The Malaysian experience may be instructive here. The matter of economic sustainability seems not to have mattered when they started on the road to unification and then federalism in the late ‘40s. They took on as given the existing historical Malay sultanates and then the former British possessions, with wide disparities in land area, population and level of development, and turned them into states. Thus, relatively tiny Perlis (with only 821 sq km and a current population of 227,025) has the same privileges as a state as Pahang (36,137 sq km, 1.44 million people), or vast Sarawak (124,450 sq km, 2.4 million people). This is the so-called asymmetric federalism, which is also seen in Canada, Germany and the US.
Malaysia has the usual listing of sources of revenue for the federal and state governments, similar to the Philippines’ national and local revenue sources. The Federal Malaysian Constitution specifies a number of taxation powers for the states, notably incomes from lands, mines and forests, and liquor shops; business registration; service fees; license fees, as well as allows for emergency funds and returns from state-owned enterprises.
To ensure balanced development among the states, their Federal Constitution provides five types of grants from the federal government, namely capitation grant, state road grant for maintenance of state roads, specific purpose grant, contingencies fund, and state reserve fund.

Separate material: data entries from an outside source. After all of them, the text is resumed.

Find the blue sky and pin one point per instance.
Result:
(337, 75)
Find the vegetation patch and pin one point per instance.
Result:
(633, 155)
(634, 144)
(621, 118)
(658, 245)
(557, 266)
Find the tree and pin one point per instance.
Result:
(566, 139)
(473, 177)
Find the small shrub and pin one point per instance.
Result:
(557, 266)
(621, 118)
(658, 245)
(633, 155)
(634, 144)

As noted by House Speaker Pantaleon Alvarez, the proposed states would retain 80 percent of their resources and incomes, and remit only 20 percent to the central government. These will be supplemented by funds from an Equalization Fund Administration to bridge the resource gaps among the various states, adds Senator Nene Pimentel.
Another question is whether the federal set-up will lead to the adoption by each state of their respective court system. These may result in differing applications and interpretations of the Federal Constitution and federal laws, just like in the US, and complicate the administration of justice in the country, says a leading jurist.
Not necessarily so. The judicial system in Malaysia is a federalized body operating uniformly throughout the country. Its judiciary is largely centralized, so the Philippines’ current judicial system need not be affected by a shift to federalism.
A federal territory of Metro Manila, anyone?
An attractive feature of the Malaysian system is the concept of federal territories, specifically for the capital Kuala Lumpur, the offshore financial center Labuan and the federal administrative center Putrajaya. These are federally administered territories, similar to Washington, DC, and overseen by a federal minister.
This approach enabled Malaysia to build a well-planned administrative center starting in the early 1990s, away from the overcrowding and congestion in Kuala Lumpur. It made possible the relocation of federal ministries and agencies to more suitable premises, facilitated coordination among them, and transformed a former oil palm plantation into a new highly valuable development zone.
At present, local mayors individually and collectively, through a coordinating commission, manage the affairs of Metro Manila, with predictable results for all to see. The adoption of a federal territory structure may lead to solutions to the incessant traffic jams, perennial flooding, woeful lack of parks and public spaces, and other urban ills that have plagued the once lovely metropolis.
Malaysia’s federal system has its share of challenges, with the continuing tussle between the federal government and Sarawak state over revenue sharing from oil and natural gas extracted from the latter as a case in point. So one needs to look at federal systems in other countries as well, and pick and choose the better features.
The Philippines has had a unitary system for some 80 years since Manuel L. Quezon’s Commonwealth Government, and seen its strengths and weaknesses. With trust in the maturity of the Filipino people, it may be high time to have an upgrade and test out federalism.